Monday, November 2, 2009

The Role of Technology, Emotion, and Social Interaction in Learning

This past week, I’ve learned a lot about the importance of emotion, language, and humour in learning. In addition to reading Daniel Pink’s book, A Whole New Mind, I watched a great video by Patricia Kuhl about the importance of early childhood learning in a child’s language development.

I was so impressed by the research that is being done with infants that shows the importance of socially interacting with an infant between 8-10 months old and using lots of language filled with emotion. What was also intriguing was that plain audio or TV did not produce any noticeable improvements in a child’s language development when a child listened or viewed it. That made me think about how many times we put TV shows on in our daycares thinking the exposure may give children an advantage. But what that research tells us is there is no substitute for human interaction between an adult and child. An emotionless TV or audio player cannot replace human interaction.

We are emotional beings that are dependent upon other human beings for growth and development. I was having this conversation with a colleague recently where we mused about what happens to children that are deprived of love and affection during these formative years. This research only scratches the surface about the importance of emotional stimuli in the development of language. But what happens to learning when children are abused or neglected? Do we understand the huge negative impact to learning or brain development in these cases?
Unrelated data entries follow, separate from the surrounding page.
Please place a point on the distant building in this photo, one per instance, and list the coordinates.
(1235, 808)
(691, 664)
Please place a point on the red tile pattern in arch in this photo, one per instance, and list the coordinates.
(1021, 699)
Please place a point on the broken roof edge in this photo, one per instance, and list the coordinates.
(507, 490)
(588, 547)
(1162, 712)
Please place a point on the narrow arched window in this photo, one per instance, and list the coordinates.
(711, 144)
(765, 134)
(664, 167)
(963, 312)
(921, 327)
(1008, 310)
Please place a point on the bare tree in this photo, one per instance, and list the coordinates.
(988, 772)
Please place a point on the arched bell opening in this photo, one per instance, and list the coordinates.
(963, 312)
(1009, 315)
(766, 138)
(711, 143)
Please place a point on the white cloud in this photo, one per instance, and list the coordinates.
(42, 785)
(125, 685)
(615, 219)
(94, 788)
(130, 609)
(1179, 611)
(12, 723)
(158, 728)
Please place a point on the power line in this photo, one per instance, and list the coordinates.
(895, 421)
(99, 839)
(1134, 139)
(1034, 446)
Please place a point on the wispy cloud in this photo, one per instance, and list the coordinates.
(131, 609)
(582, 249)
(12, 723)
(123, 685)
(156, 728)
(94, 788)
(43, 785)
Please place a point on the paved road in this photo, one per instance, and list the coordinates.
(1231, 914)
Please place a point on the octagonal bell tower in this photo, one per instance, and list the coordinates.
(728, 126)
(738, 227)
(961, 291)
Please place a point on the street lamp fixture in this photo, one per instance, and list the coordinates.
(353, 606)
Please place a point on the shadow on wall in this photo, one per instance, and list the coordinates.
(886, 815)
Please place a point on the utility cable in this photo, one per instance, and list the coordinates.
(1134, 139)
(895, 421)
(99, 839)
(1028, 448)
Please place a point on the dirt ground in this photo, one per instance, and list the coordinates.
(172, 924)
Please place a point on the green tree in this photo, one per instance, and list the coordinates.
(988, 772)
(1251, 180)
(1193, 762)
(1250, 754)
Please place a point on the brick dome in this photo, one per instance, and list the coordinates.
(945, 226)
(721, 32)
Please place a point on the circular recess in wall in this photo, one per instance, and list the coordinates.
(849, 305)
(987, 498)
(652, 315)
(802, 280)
We have done a great deal to warn of the effects of Fetal Alcohol Syndrome (FAS), but what happens to the brain during early childhood development when they receive little or no affection or lacking feeling the security of a loving home. I have seen children passed from parent to grandparent to aunt to cousin. And we wonder why this child isn’t doing well in school. I’ve seen the negative effects on these students and chalked it up to their social environment, but maybe there is more to it than the living conditions or home life. Maybe something never developed properly for these students during those all important years.

Now I said earlier that research shows virtually no noticeable difference in language development when a child watches TV or listens to audio. This does not mean that technology has no use or purpose in learning. What it does mean is that we need to be more creative in how we use it so that we can effectively transmit human emotion and social interaction. When I go use a tool like ElluminateLive, I still feel the emotion of another person communicating with me with live audio. When I use a webcam on Skype, I can see the facial expressions that accompany a person’s voice or words spoken. So technology can effectively assist in the role of learning, particularly because we can use storytelling that is packed full of emotion and connects another person’s experience with my life. A great example of this was when I viewed a Voicethread of a colleague and friend, Rod Murray about a former student of his, Adam. I’ve added a link to this Voicethread, because it’s a wonderful story and serves as a great example of how storytelling filled with emotion taught me something new about autism and friendship and I learned from the use of this technology.

So emotion and social interaction do serve a purpose in human learning, but so does technology. We just have to be more creatively.